What is elastic search What is elastic search elasticsearch elasticsearch

What is elastic search


Elasticsearch is a database, however it's not a relational database like you may be used to. It is a NoSQL database.

You insert JSON documents into an index. You query that index to find documents that match a particular criterion.

It is also sharded and node distributed, which gives it resilience and scalability, and also - if you set it up right - performance.

This means it's really good at 'search engine' style database queries, but because it's not relational, it cannot do the equivalent of a SQL JOIN operation very easily.

One example use case is logstash and kibana - known as the ELK stack - where system event logs (syslog, httpd logs, that kind of thing) are processed by logstash to parse metadata - like log source, referrer, URL, session ID, etc. - and then inserted into elasticsearch.

As each event is a self contained piece of information, this is what elasticsearch does particularly well.

You can then use Kibana as a visualisation engine to display your logs, but also perform analysis - most hit pages, geographic distribution of requests, incoming referrers, time based distribution of requests, etc.

But it also collates these logs, so if you run a really large, geographically distributed website with multiple webserver nodes - or maybe you just have a lot of servers in your computer room and want to summarise the system logs - you can feed the whole lot into elastic search.

It's design is such that it's good at handling near-real-time data insertion and analysis. It also works quite well for 'forum style' data models, as essentially all you're doing is querying a list of posts with a particular forum name, and finding replies to a particular parent node - but they're standalone 'documents'.

So yes, you probably could use it to search an existing database, but you'll have to think about your data model - you can't just translate a conventional relational model, you would have to flatten it.
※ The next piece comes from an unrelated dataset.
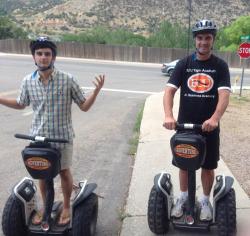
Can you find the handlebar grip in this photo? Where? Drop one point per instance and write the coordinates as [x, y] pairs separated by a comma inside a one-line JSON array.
[[54, 140], [188, 126], [24, 136]]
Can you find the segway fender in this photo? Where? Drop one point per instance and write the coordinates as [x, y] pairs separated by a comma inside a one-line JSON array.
[[162, 182], [223, 186], [84, 193]]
Denormalisation is something of a sin in RDBMS terms, but it's actually quite good for search engines, because you can execute queries in parallel more efficiently.


Databases cannot be optimized for all use cases, but luckily there are many databases available so we can choose the best one for each task.

Elasticsearch is optimized for:

  • Filtering of documents (exact match)
  • Search ranking of documents (relevance of search terms)
  • Aggregation of results (sums, distinct counts, percentiles, ...)

Neo4j is optimized for:

  • Graph traversal (naturally)
  • High performance when operated on a "local" graph neighborhood (context)

Actually both databases use the same underlying library Lucene to "index" data to be searched later.